Justiça Federal suspende restrição na circulação de transportes intermunicipais

Justiça Federal suspende restrição na circulação de transportes intermunicipais

A medida fazia parte de um decreto publicado pelo governador Wilson Witzel

Por Emily Almeida

O pedido foi feito pelo Ministério Público Federal (Foto: Agência Brasil)

A Justiça Federal determina que o Estado se abstenha de promover a restrição na locomoção, circulação e transporte de pessoas e veículos entre a Região Metropolitana e os demais municípios do Rio de Janeiro. 

A decisão liminar da juíza de plantão Marianna Carvalho Belloti proíbe ainda a restrição de circulação entre as cidades de Volta Redonda, Barra Mansa e Pinheiral, e as outras regiões do estado. A medidas fazia parte de um decreto publicado pelo governador Wilson Witzel no dia 3 de abril e entraram em vigor ontem.  

O pedido foi feito pelo Ministério Público Federal. 

Na decisão, a magistrada destacou que a proibição de circulação intermunicipal de passageiros nas modalidades regular, fretamento e complementar, pode gerar danos à população, em especial dos municípios do interior, marcadamente de baixa renda, e que depende do transporte público. Para ela, a medida fere o direito fundamental de liberdade de locomoção.  

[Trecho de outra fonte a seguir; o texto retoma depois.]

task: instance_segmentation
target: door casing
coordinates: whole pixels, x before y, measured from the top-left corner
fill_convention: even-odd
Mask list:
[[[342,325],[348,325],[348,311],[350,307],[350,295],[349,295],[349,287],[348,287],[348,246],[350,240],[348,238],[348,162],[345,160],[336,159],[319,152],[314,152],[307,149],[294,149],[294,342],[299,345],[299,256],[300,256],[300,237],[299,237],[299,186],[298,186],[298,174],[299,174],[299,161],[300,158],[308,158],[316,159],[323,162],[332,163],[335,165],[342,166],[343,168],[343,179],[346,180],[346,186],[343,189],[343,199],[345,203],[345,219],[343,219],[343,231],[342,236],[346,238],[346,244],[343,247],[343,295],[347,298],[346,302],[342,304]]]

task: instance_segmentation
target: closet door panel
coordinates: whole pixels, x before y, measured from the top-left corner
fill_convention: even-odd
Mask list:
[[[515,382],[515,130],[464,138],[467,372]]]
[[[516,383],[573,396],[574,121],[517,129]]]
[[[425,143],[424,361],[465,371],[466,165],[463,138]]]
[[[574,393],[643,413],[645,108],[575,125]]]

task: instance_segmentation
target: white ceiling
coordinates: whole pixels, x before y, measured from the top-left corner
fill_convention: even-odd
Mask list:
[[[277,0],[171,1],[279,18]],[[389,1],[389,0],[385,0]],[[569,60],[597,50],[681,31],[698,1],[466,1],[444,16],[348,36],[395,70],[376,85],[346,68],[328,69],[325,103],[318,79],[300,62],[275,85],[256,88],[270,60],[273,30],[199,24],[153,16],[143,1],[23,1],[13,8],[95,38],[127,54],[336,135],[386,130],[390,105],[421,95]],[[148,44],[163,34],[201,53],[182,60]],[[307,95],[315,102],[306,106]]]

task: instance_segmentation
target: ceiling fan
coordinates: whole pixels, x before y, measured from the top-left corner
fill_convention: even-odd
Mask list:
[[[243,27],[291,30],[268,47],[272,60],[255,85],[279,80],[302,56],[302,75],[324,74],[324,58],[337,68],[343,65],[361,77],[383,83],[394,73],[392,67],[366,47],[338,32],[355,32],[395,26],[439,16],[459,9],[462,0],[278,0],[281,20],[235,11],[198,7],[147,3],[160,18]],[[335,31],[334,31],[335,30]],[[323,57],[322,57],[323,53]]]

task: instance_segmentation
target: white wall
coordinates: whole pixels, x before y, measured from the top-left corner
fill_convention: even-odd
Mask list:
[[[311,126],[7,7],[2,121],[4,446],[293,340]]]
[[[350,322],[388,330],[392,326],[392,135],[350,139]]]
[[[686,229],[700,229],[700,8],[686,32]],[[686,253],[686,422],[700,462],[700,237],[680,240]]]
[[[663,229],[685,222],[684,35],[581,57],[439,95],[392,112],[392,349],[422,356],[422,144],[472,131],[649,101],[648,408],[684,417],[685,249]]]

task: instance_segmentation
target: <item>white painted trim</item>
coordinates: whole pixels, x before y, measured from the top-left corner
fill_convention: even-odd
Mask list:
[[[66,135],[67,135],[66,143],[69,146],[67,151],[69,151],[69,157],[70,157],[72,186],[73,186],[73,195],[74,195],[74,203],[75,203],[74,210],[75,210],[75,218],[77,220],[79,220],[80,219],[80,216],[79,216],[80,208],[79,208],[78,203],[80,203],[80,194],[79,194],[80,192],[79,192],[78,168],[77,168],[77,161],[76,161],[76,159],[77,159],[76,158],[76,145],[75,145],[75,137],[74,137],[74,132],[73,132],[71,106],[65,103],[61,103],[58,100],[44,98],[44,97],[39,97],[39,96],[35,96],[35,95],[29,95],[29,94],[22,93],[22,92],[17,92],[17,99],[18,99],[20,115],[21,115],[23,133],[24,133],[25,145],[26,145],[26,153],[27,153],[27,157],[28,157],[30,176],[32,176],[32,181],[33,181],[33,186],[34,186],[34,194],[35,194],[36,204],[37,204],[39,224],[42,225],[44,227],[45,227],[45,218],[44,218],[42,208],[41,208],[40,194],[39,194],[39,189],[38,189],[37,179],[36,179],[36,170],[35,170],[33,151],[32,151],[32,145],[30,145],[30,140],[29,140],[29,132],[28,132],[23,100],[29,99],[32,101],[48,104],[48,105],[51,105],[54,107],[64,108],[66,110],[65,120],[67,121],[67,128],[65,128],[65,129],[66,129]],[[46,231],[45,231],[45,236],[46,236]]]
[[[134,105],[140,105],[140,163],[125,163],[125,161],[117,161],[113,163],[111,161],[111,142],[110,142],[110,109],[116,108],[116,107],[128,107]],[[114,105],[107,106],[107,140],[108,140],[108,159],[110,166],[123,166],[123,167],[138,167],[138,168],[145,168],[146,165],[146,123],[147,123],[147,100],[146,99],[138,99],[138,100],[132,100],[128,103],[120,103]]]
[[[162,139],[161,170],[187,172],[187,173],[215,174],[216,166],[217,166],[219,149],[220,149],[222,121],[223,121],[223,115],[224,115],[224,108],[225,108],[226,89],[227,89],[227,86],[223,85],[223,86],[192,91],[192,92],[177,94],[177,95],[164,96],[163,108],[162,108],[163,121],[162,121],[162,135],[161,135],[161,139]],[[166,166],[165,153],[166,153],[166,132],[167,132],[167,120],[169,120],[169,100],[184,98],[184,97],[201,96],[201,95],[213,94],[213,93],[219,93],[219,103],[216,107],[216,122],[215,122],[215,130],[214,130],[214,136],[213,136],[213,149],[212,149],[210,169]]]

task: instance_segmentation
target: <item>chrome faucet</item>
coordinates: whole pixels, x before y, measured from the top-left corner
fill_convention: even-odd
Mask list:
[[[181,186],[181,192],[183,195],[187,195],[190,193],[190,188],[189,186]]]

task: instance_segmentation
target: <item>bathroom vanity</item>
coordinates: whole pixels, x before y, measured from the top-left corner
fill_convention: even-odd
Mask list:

Ficou estabelecida multa de R$ 100.000,00 (cem mil reais) por dia em caso de descumprimento. 

A juíza federal também diz que a questão da ilegalidade ou inconstitucionalidade de usurpar competência é uma questão secundária na ação civil pública. Ela diz que as restrições impostas devem observar o princípio de proporcionalidade. 

A magistrada sugere que o tratamento da locomoção de pessoas tinha que se dar de formas linear, ou seja, alcançando todo o território nacional. E lembra de uma decisão do Supremo Tribunal Federal sobre a mesma questão em São Paulo destacou que decisões isoladas, que atendem apenas a uma parcela da população e de uma única localidade, têm potencial maior de causar desorganização na administração pública como um todo, e pode até mesmo ter efeito contrário do pretendido.  

O Governo do Estado preliminarmente entende que a decisão fere o pacto federativo e a autonomia dos Estados e afronta recentes decisões vinculantes do STF (ADI 6341; STF – ADPF 672 e Susp. Liminar do TRF/1). De acordo com as decisões, os estados e municípios teriam autonomia para tomar medidas restritivas no combate ao coronavírus e proibia o Governo Federal de interferir nas decisões dos entes federativos. A Procuradoria-Geral do Estado vai recorrer da decisão.